I'm not bashing Heckert, either. It's business. It was a first offer. Hillis probably fired his agent for walking out, and assuring Hillis "They'll come around. You'll see. For now we need to wait for another offer and not seem anxious".

The ASS umption by many is that Hillis fired this third agent because he'd advised him not to play a game with severe strep throat, but I really doubt that. I would have advised MYSELF not to infect my team and play like shit, and if Shurmer didn't agree I'd have to advise myself that my coach was insane. I would have fired my agent on the spot if he had advised me to play.

"Intervention" by other players? If a player DID use that word (which I doubt), he wasn't an english major. More likely, two or three of them caught him on the way out and asked him what was up with all this bullcrap they're reading in the PD, and he told them don't believe everything you read.

Ok-ok: Some of them might have been ticked off over his raising his contract before the season, or even skeptical about his hamstring thing, which can't be verified. "C'mon--you doggin' it for the money? That for real? We NEED you, man!"

Intervention--oh puh-leez!

Need him they do. Charlie Casserly recently said that Hillis would recieve little interest in free agency. He's about right, but for the wrong reasons. He was injured last season, he will always take a lot of hits, and he did average 3.6 YPC in his most recent season.

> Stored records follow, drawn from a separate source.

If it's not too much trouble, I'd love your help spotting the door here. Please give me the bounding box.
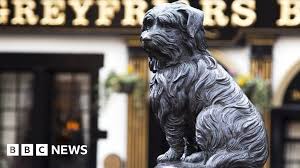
[0,54,103,168]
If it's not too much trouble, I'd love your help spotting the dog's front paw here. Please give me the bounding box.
[184,152,205,163]
[157,148,183,163]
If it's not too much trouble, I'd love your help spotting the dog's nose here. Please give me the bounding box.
[141,33,151,42]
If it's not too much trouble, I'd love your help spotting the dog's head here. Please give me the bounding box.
[141,2,207,72]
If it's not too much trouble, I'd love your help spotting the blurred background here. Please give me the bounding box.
[0,0,300,168]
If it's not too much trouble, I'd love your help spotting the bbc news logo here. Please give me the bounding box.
[6,144,88,156]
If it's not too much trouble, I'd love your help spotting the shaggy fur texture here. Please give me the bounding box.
[141,2,268,168]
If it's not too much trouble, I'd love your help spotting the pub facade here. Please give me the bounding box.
[0,0,300,168]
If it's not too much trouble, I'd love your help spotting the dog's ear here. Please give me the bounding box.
[177,7,204,38]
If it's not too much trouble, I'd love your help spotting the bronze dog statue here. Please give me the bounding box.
[141,2,268,168]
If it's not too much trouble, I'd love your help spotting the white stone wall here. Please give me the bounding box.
[0,35,128,168]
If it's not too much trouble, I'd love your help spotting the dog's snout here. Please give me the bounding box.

But Casserly added that he only runs between that tackles, so if you force him to bounce outside he's dead. These guys on TV are legit experts, but do almost zero homework. The guys on NFL Radio have to talk to fans of all 32 teams--people who WATCH their teams and players closely. They have to study tapes and interview people so that they know what they're talking about.

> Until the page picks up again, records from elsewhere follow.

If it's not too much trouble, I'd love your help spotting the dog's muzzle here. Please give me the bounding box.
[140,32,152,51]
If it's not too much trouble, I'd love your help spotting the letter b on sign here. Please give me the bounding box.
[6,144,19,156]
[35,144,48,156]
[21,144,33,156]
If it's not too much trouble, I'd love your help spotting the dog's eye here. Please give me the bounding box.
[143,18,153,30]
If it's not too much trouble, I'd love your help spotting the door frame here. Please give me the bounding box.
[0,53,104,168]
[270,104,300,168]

Casserly's analysis was knee-jerk and shallow. The only way to force Hillis outside is to stack the line--same as any other big powerful back. That put all the recievers in single coverage, which is one of the reasons why, whenever Hillis was in the game, Colt and Massequoi looked a whole lot better, and the tight ends caught more passes.

Another reason for that is the fact that Hillis would stone blitzers in protection, or take flare outlet passes for big gains against small people. Play-action worked. Screens worked.

Casserly was really only half right about Hillis bouncing outside. Absolutely that's the best way to stop him/he's much less effective that way. So he often only gets one or two yards. OR he stiff-arms somebody and runs over somebody else and gets four ANYWAY. OR he occasionally gets a BIG gain because most of the front seven have charged into every gap to stop him inside and can't get back out! The only guys left to head him off at the pass are speed-bump DB's!

The biggest single reason the Browns sucked last season was the fact that this player was injured. The whole offense is significantly better when this guy is healthy. Check it out: it GLARES at you!

Injuries are a legit concern with Hillis, but that's the ONLY real concern. He will test free agency and get some offers. He will come back and show Heckert what he's been offered. And Heckert will most likely make his final offer, which will include a number of incentives like Jackson's contract did. And I hope Hillis signs.

Trent Richardson is everything everybody says he is, and is the only running back who could replace Hillis and do everything he does as well as he does it. I even admit that Richardson would make more huge, game-changing plays.

But sign Hillis, and #4 can be used for something the Browns need more.

The Cleveland Browns offense with Peyton Hillis gets first downs and touchdowns, on the ground and through the air. Without him, they don't. That's the truth, and the rest is bullcrap.